No more at the service of the artist alone, he had to pay his debts to the public intellectual too.
And when Sreenivasan now came on as the little man, we couldn't make that direct connection, like how we do between the timid, death-obsessed hypochondriac that Woody Allen plays in his movies and the one he projects in his interviews.

Somewhere around the first half of the new millennium, Sreenivasan's humour stopped being natural to him.

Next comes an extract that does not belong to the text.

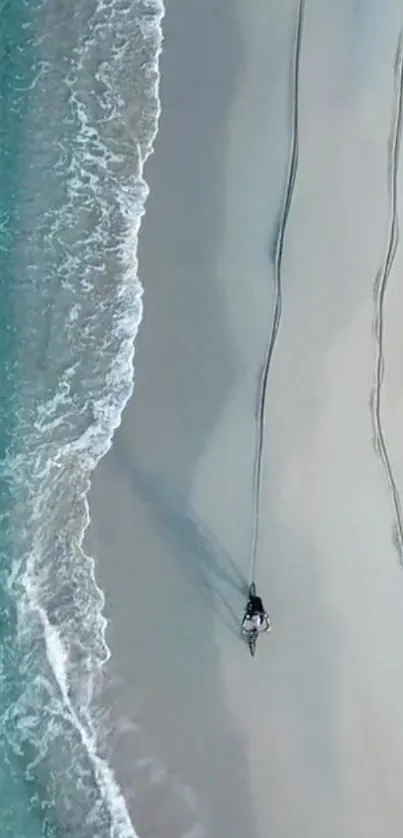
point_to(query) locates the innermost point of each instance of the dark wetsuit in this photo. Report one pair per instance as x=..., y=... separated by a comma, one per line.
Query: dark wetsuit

Always alert for an opportunity to make a crack, the strain began to show.
And as Udayananu Tharam (a poor, poor attempt at lampooning the superstar culture) and Katha Parayumbol (unwatchable), his two most celebrated movies from this period prove, the slope from 'funny' to 'clever' to 'cranky' to 'silly' is a rather slippery one.
Malayalam cinema was in the pits at this point. (It was not for nothing that news channels would take time off from discussing the sex lives of politicians and the falling price of rubber to discuss the 'crisis' in Malayalam cinema).
As calls for a change in guard grew louder, the brightest young minds understood that it was important to turn against the strongest poets of the past.

Accordingly, people like Rajeev Ravi and Syam Pushkaran pointed us toward a critical flaw in Sreenivasan's sensibility: In his earnest desire to round up a tale, he didn't mind making his characters almost nauseatingly two-dimensional.
The exhibits were all around us to gaze upon and recoil.
Consider Varavelpu, in which all of Mohanlal's relatives and friends suddenly start acting self-centred, as if on cue.
Consider the cold callousness of the children in Sandesam, so removed from basic human decency.
Consider the repeated roastings of pseudo-intellectuals that conveniently forget that it's often through a period of pseudo-intellectualism and blind imitation that a young artist discovers his voice.

Sreenivasan's politics (part-libertarian, part-conservative) would always remain a point of debate.
But it is true that he 'privileged order', that he prized status quo above dissent.
And it is just as true that in the search for satire, he frequently violated the first principle of great drama: What makes great drama is when many characters have a claim on the story and those claims cannot be lightly resolved.
For a writer like Syam Pushkaran, it was important to both acknowledge Sreenivasan's influence and demonstrate his Anxiety of Influence.
A close evaluation of Pushkaran's screenplays would reveal that they 'privilege chaos over order', and increasingly you can sense in them a distaste for easy resolutions.
If these multiple entries making up the debit column of Sreenivasan's biography do not take the sheen off his legacy, it should tell you something about the pride and fecundity of that comic mind.
And with his death now, I could not help but go weak all over again for that period in Malayalam cinema when the Sreenivasan character was a force to reckon with.
Chronicling nuances of behaviour that hadn't been put on the screen yet (haven't we all, at some point in our lives, moved our mouths to the wild gyrations of a car steering wheel, like poor Sukumaran in Thalayana Manthram?), bringing out the cockeyed poetry of certain marginal types (the henpecked husband of Pavithram who expresses his affection in thoughtful stutters is a personal favourite), and documenting the violence and tension that exists beneath the surface of peaceful-seeming households -- that was how he did it.

I have never understood this blanket condemnation of masculinity, as if it were some kind of a disease, just as I don't understand feminist critics wasting their whistles on some male superstar walking in slow motion.
In an industry that was used to painting the masculine aura in a single hallowed tone, Sreenivasan showed us that masculinity could have other shades too; he showed us that it could be uneasy in its glorifications and imbued with misanthropic thoughts, fly-by-night principles, and moments of gracelessness.
People thought that he was being honest about his complexes, that he was just self-effacing.
But the truth of the matter is that Sreenivasan could so willingly be 'our little man' because in his heart of hearts he never felt trivial or inconsequential. And to the very end he stayed that way, the shrimp who knew he was a giant.